Peperosso consiglia.....

Una tedesca alla magliana

Quando da Roma verso la costa tirrenica e verso Civitavecchia l’unica
via, anche alternativa al primo tratto della via Aurelia era la via
Portuense, i camionisti e i trasportatori in genere (erano gli anni 30e 40, prima della via del Mare e ai suoi esordi, e poi i ‘50) facevano una prima tappa già dalle parti di Ponte Galeria.
Da un certo periodo in poi ebbero il supporto di un ristoro organizzato da una intraprendente signora di origini germaniche, che con il tempo diventò un riferimento sempre meno loro e sempre più degli impiegati nelle aziende allocatesi lungo la direttrice Roma-Fiumicino, sempre più numerose ovviamente con l’avvento dell’aeroporto.

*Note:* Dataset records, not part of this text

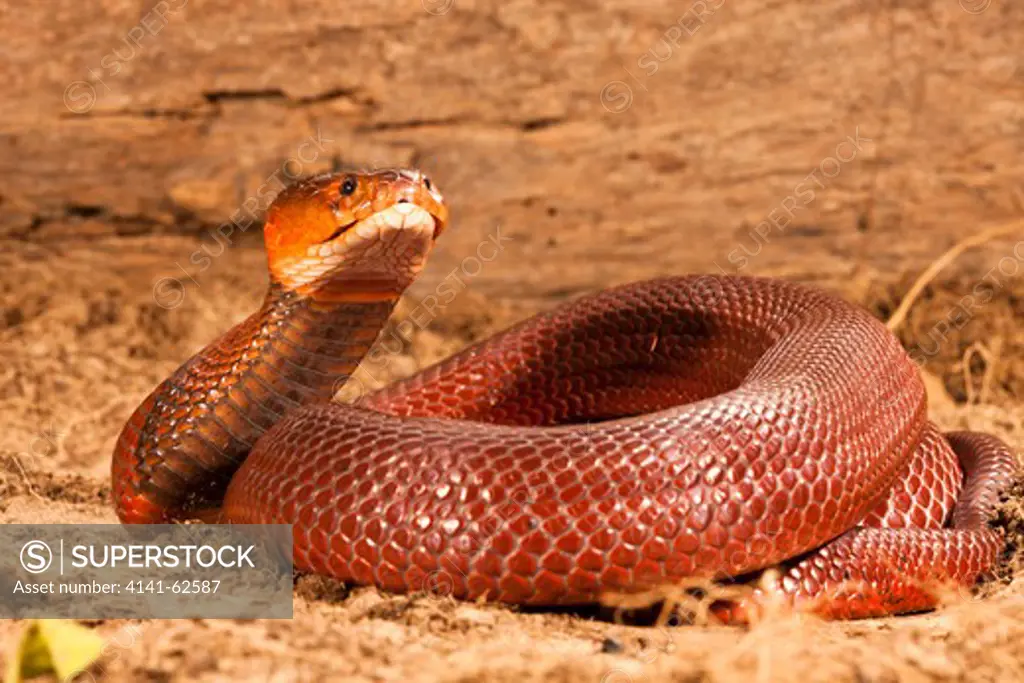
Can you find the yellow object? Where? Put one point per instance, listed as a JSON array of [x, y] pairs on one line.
[[56, 646]]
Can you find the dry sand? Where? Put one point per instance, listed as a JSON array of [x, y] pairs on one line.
[[84, 341]]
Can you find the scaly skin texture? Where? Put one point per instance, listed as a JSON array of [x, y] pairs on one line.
[[682, 427]]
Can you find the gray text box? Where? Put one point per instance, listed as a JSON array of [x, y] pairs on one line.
[[145, 571]]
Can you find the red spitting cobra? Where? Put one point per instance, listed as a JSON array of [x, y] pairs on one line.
[[698, 426]]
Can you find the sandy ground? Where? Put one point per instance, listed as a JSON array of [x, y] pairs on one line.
[[85, 339]]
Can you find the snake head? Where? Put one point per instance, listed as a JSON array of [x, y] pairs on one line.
[[353, 237]]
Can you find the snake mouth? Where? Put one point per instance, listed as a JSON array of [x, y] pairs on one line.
[[402, 207]]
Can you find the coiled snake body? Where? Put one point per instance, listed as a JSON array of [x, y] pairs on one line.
[[704, 426]]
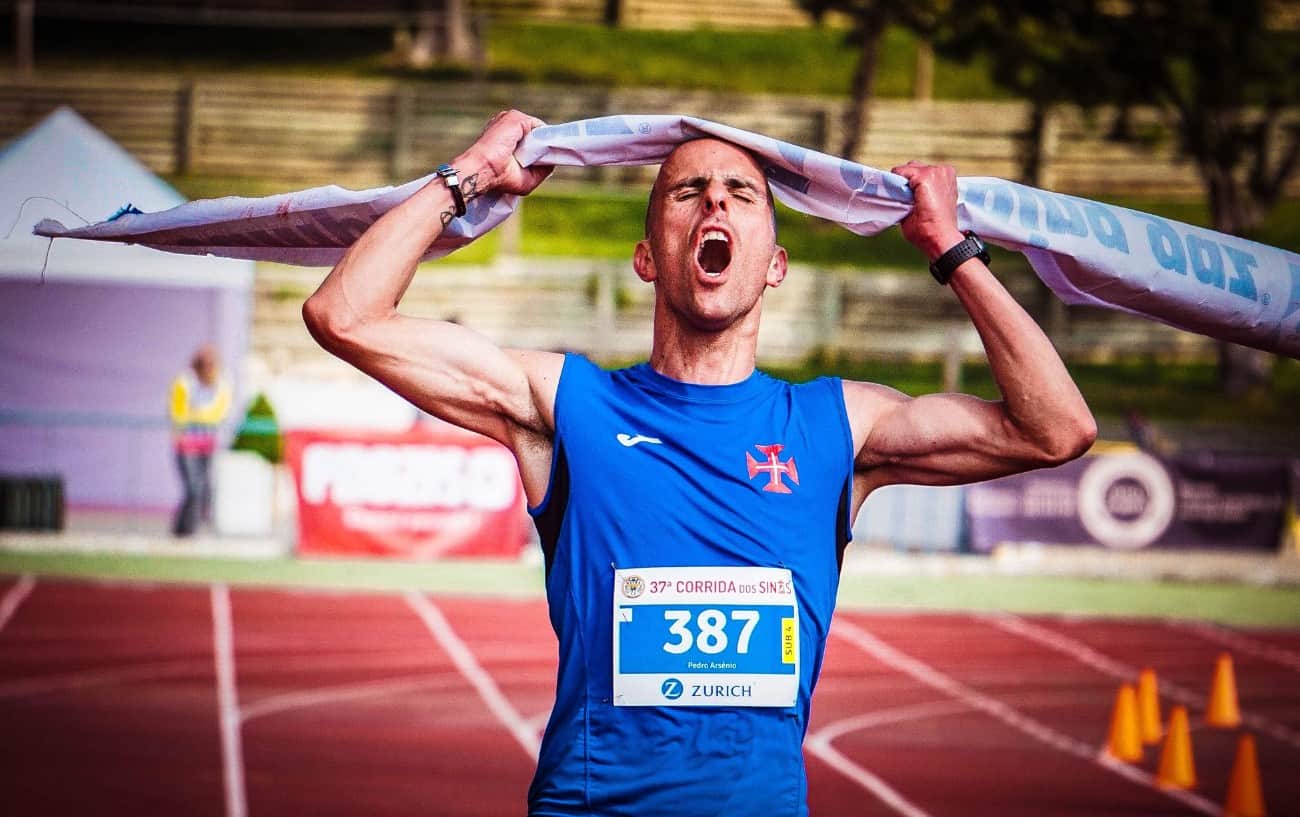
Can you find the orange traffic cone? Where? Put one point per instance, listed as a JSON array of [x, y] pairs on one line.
[[1148, 707], [1244, 794], [1177, 768], [1223, 710], [1125, 742]]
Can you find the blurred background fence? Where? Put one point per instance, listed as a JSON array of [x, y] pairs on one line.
[[371, 132]]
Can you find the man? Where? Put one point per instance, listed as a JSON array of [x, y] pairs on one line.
[[200, 398], [693, 511]]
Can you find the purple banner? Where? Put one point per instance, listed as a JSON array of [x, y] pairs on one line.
[[1134, 500]]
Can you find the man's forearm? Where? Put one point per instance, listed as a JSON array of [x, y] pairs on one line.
[[373, 275]]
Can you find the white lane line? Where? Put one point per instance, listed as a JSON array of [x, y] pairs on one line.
[[349, 692], [1080, 652], [14, 597], [1018, 721], [464, 660], [1244, 644], [228, 701], [44, 684], [819, 744]]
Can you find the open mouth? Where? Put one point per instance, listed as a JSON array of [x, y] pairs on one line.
[[714, 253]]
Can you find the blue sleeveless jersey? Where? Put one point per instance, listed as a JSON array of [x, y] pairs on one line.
[[654, 472]]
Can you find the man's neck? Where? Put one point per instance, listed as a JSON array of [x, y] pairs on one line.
[[688, 354]]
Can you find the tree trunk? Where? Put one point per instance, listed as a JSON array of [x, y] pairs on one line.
[[858, 119], [1233, 211], [1034, 150], [612, 13]]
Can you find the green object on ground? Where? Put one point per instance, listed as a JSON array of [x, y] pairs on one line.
[[260, 432]]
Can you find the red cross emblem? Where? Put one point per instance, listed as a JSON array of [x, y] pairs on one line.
[[774, 467]]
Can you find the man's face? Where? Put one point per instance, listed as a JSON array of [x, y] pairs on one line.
[[711, 243]]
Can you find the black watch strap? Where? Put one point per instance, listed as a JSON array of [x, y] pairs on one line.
[[453, 178], [947, 264]]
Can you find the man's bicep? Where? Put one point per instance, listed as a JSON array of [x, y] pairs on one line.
[[939, 440], [454, 374]]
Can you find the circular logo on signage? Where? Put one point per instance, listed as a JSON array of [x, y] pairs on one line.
[[633, 586], [671, 688], [1126, 501]]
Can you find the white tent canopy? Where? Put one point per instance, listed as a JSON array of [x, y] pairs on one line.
[[89, 349], [65, 168]]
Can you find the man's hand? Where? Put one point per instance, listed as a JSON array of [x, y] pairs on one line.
[[931, 225], [492, 156]]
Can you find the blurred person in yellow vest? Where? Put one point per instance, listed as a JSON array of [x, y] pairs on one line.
[[200, 398]]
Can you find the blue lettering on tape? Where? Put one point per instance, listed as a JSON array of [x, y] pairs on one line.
[[1243, 280], [1065, 217], [1165, 245], [607, 126], [1106, 227], [1207, 260]]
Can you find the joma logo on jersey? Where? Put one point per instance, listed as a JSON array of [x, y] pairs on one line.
[[774, 467]]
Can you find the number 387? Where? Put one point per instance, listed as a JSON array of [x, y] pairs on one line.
[[710, 631]]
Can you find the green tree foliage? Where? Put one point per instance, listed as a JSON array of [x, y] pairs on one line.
[[1223, 73], [870, 20]]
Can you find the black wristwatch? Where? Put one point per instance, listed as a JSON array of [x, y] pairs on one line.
[[449, 174], [947, 264]]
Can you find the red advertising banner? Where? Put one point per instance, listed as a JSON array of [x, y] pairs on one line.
[[415, 495]]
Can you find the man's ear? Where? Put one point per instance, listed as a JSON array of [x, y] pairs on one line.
[[778, 267], [642, 260]]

La signora oggi ha figli e nipoti e ancora con il ricordo della sua
regolamentare capigliatura bionda compare di tanto in tanto a
controllare severa dalla cucina il lavoro di sala dei suoi cari.
A Roma non poteva che diventare “La Tedesca”, seguendo un po’ il
destino degli svizzeri (per i romani fa poca differenza) e in genere i germanici passati e divenuti famosi alle corti pontificie, come
Windishgraetz, anche lui legato alla cucina attraverso la mirabolante
invenzione concepita per lui da una benemerita fanatica massaia
marchigiana, ci piace immaginare (Lazio e Marche erano i punti forti
del papato) che oggi ringraziamo per ogni boccone di “vincisgrassi”
che deglutiamo.
La tedesca infatti vanta nel suo blasone le migliori specialità
romane, che suonano al palato la musica dei sapori netti e non
rimescolati della tradizione :amatriciana, carbonara, gricia,
ragout-scusate, ragù- con tutti i tipi di pasta sempre al dente, fra i primi; muscolo, coda,bollito, involtini, spezzatino, pollo fra i secondi.
E anche i contorni di verdure, legumi e arrostiti sono all’altezza.
Dov’è la vera specialità?
Sono due: la prima i piatti sopra detti.
La seconda l’organizzazione, del tutto coerente con le origini della
signora: non vi aspettate il cameriere distratto e lento che colora
certi locali romani, né quelli che si sono rifatti l’immagine
pensando che dire “esaurito” con l’accento strascicato sia più fine
di quando, ieri, ancora dicevano “nun c’è ne sta più” di un
piatto indisponibile.
Ai tavoli sempre in ordine appena seduti siete avvicinati con garbo ed efficienza da uno dei familiari messi in riga dalla signora,che vi
snocciola con implacabile precisione la lista delle squisitezze
disponibili, e in limiti temporali inusitatamente brevi vi serve la
portata senza mai una incertezza o uno scambio di piatti fra clienti
diversi.
Il tutto senza mai che un tavolo sia più indietro di un altro. Per
questo, forse, la serietà dei volti lascia desiderare un sorriso in più: ma vi sbagliate se pensate che sia volgare freddezza.
No, i “tedeschi” sono concentrati su di voi e sugli altri contemporaneamente per servire tutti senza cadute degli standard di servizio. E i risultati danno loro ragione.
Il locale a pranzo è sempre pieno ma sempre in grado di soddisfare gli arrivi, tutti senza prenotazione.
Allora un pezzo di Prussia alla Magliana?
Nemmeno questo.
Colori giallo-rossi e ritratti dei migliori esponenti dei tre scudetti della AS Roma figurano in grande rilievo alle
pareti, certo meno discreti del bianco-giallo papalino; così come un
curato archivio fotografico delle alluvioni di Rio Galeria e Tevere
subite nei ‘ 40 e ‘50 da questi luoghi vi racconta la storia e l’
attenzione di chi li ha scelti per lavorarci.
La ferrovia che sfiora il fabbricato contribuisce per assurdo a
trascinare le vostre sensazioni come in aperta campagna, un po’ come
in un’ osteria di provincia francese fin de siècle.
L’ampio parcheggio vi aiuta a superare la ristrettezza della
carreggiata del tratto di Via della Magliana, ancora percorso da TIR più frettolosi degli àuguri iniziatori dell’avventura.
Non cercate soddisfazioni nella pur volonterosa cantina,affidatevi all’offerta della casa.
Prezzi per un pasto completo intorno ai 20-25 euro ma dipende dalle
specialità e dalle variazioni richieste.

Trattoria “La Tedesca”
Roma,Via della Magliana,1125
Tel 06.65000020

Chiuso sabato e domenica
Venerdì aperto a cena.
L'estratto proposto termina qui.